Treungen is a village in, and the administrative centre of Nissedal municipality, Telemark county in Norway.
Located just east of the village Tveitsund, it is a part of the urban area of the same name, which has a population of 361 as of 1 January 2009.  The village is the sole centre of population greater than 200 in the Nissedal municipality.

Treungen is surrounded by tall mountains and is situated where the river Nidelva begins at the southernmost part of Lake Nisser, Telemark's largest lake. Immediately south of Treungen is the lake Tjørull, Nissedal's second-largest lake. Rivers in Treungen includes Fyresåna and Nisseråna, which intersects the village.

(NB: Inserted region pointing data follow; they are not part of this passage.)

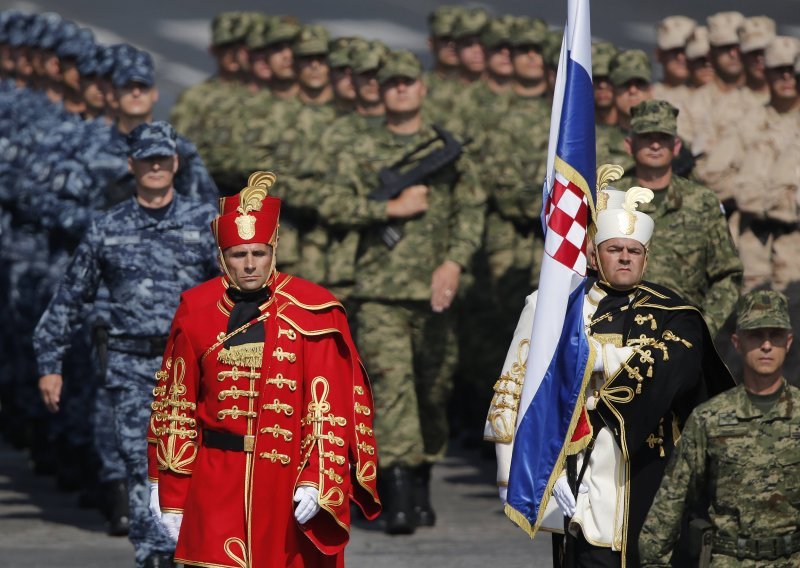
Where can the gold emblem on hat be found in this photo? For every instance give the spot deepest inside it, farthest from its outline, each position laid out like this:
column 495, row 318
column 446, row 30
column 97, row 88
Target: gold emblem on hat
column 250, row 198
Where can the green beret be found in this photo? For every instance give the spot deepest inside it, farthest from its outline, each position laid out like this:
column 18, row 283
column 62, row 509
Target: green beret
column 654, row 116
column 602, row 54
column 441, row 20
column 400, row 63
column 629, row 64
column 470, row 22
column 312, row 40
column 529, row 31
column 763, row 308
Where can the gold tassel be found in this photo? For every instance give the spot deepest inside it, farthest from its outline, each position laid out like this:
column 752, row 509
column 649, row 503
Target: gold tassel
column 246, row 355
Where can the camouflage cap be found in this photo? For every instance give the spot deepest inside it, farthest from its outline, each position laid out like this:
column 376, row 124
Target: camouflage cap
column 280, row 29
column 442, row 19
column 229, row 27
column 723, row 28
column 497, row 32
column 75, row 45
column 551, row 49
column 133, row 68
column 470, row 22
column 400, row 63
column 698, row 45
column 152, row 139
column 654, row 116
column 781, row 52
column 602, row 54
column 763, row 308
column 339, row 52
column 528, row 31
column 368, row 56
column 756, row 33
column 312, row 40
column 674, row 31
column 629, row 64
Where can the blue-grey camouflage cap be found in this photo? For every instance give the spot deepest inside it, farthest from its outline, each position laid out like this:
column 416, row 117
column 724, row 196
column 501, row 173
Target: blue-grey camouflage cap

The Old Norse name for Treungen was «Þriðjungrinn», meaning "a third part" and probably refers to an old division of the village.

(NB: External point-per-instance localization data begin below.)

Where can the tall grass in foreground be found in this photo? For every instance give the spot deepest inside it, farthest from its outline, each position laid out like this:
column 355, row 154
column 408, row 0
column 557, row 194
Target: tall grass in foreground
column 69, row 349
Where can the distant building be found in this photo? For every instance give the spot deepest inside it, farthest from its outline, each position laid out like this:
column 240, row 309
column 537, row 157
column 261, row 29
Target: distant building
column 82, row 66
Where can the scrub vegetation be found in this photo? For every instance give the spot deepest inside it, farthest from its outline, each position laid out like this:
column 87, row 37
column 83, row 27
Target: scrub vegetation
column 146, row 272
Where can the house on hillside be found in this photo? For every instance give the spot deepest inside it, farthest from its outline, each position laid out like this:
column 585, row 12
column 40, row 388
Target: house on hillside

Famous people from Treungen include Jan Gunnar Solli, international footballer.

General information

Treungen lies beside the southern end of lake Nisser, and the Telemarksveien (Norwegian National road 41) passes through the village northwards towards Vrådal and southwards towards Åmli in Aust-Agder. The state highway was widened after the Treungen railway was dismantled in 1967. Treungen was the railway terminus. Telemark Bilruter runs a bus route between Arendal and Seljord, and this route replaces the abandoned rail connection to Arendal.

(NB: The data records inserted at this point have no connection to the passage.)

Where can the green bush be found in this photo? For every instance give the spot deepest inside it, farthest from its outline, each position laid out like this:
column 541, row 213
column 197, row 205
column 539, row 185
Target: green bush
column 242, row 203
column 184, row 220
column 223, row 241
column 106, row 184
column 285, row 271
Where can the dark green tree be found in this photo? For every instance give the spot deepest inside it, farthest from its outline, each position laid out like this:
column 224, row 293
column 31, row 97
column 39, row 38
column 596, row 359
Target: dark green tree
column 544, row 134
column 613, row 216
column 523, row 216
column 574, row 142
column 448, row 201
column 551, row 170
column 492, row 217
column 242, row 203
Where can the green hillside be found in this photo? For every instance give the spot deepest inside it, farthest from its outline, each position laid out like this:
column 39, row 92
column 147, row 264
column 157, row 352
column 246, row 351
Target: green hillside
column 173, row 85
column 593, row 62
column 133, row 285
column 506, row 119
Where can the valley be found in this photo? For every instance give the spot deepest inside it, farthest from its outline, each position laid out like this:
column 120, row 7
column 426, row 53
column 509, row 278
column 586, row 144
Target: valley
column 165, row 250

Treungen is split into two by lake Nisser and in the middle of the village is Tveitsund bridge, a fine stone bridge adorned with concrete columns. The bridge was protected as a cultural monument in 1999. It is small, and traffic is controlled by lights. The inn is a building characteristic of Treungen's early days as a travel interchange between road and railway. The inn is in the Jugendstil of architecture, adorned with classical columns.

Throughout its history, Treungen has been closely linked with the town of Arendal and Aust-Agder county because lake Nisser was a part of the Arendal waterway and had its outflow through Nidelva. When timber was floated downriver, Treungen was an important hub. The timber came here along lake Nisser before being sent on its journey to Arendal.

Recreation

Treungen and surrounding Nissedal are home to a variety of hiking trails, including Havrefjelløypa and Heigeitilløypa, two trails connecting Nissedal with neighboring Gautefall. Various nearby mountain peaks offer hiking trails, including Hægefjell, Skornetten, and Skuggenatten. The trailhead for Skuggenatten (western peak of Baremslandsfjell) is located by Treungen sports arena, around one kilometer south of Treungen village center. Its peak at 706 meters above sea-level has panoramic views of surrounding areas including the village and adjacent Nisser Lake. Skuggenatten has been called the symbol of Treungen and is located near the village center. A cabin, cairn, and a mast can be found on top. The trailhead is situated on the opposite side of the road from Treungen Fire Station. Skuggenatten is the most popular mountain for hiking in Treungen. The trails here are also the best-marked hiking trails in Nissedal.

The trailhead for Skornetten, the highest point in Kyrkjebygdheia at 883 meters above sea-level, is situated by the seter at Espeli on the eastern side of Holmevatn and Breilivatn. From the trail are panoramic views of Breilivatn, Sylvtjønn, Breili, Holmevatn, Nordbygda, Tørdal, Gautefallheia, and more. From the peak are views of Fyresdal, Vrådal, Kviteseid, Seljord, Hesthomvarden, Hjasufsknatten, and as far as Risør and the ocean outside Kragerø.

A number of trailheads can be found by Bjønntjønn (“Bear Lake”) in Bjønntjønndalen (“Bear Valley”), including trails to Reinsvassnuten, Øverlandsvatnet, Gautefall Tourist Hotel, Heimdalsheia, and a lavvo at Breivassåsen by the lake Østre Breivatn. Several trailheads by Bjønntjønn can be found by the dam, Bjønntjønndammen, a floating dam (fløtningsdam) which was constructed by Sveinung Solli in 1900. The dam was in use until the 1960s and was restored by Gautefall Turlag in 2010. Various cross-country skiing trails were established near Bjønntjønn in 2008, including skiing trails to Gautefall Tourist Hotel and Bleka at Gautefallheia.

The trail to the peak at Reinvassnuten lies by Reinsvatn Lake where the oldest cabin at Gautefall can be found (Reinsvasshytta). Reinsvasshytta cabin was constructed by Amboritius Olsen Lindvig in 1900. Although the main trailhead for Reinsvassnuten is located at Gautefall Tourist Hotel, there are trailheads at Bleka in Gautefall as well as near the lakes Feletjønn and Bjønntjønn in Nissedal.

Lake Tjørull is located ten kilometers (6.2 mi.) south of Tjønnefoss in Treungen. The lake is home to a variety of islands and bays and is situated next to tall mountain peaks. It is used for a number of recreational activities such as canoeing, kayaking, fishing, swimming, rowing, and more. Wildlife such as eagles and beavers can often be seen by Tjørull.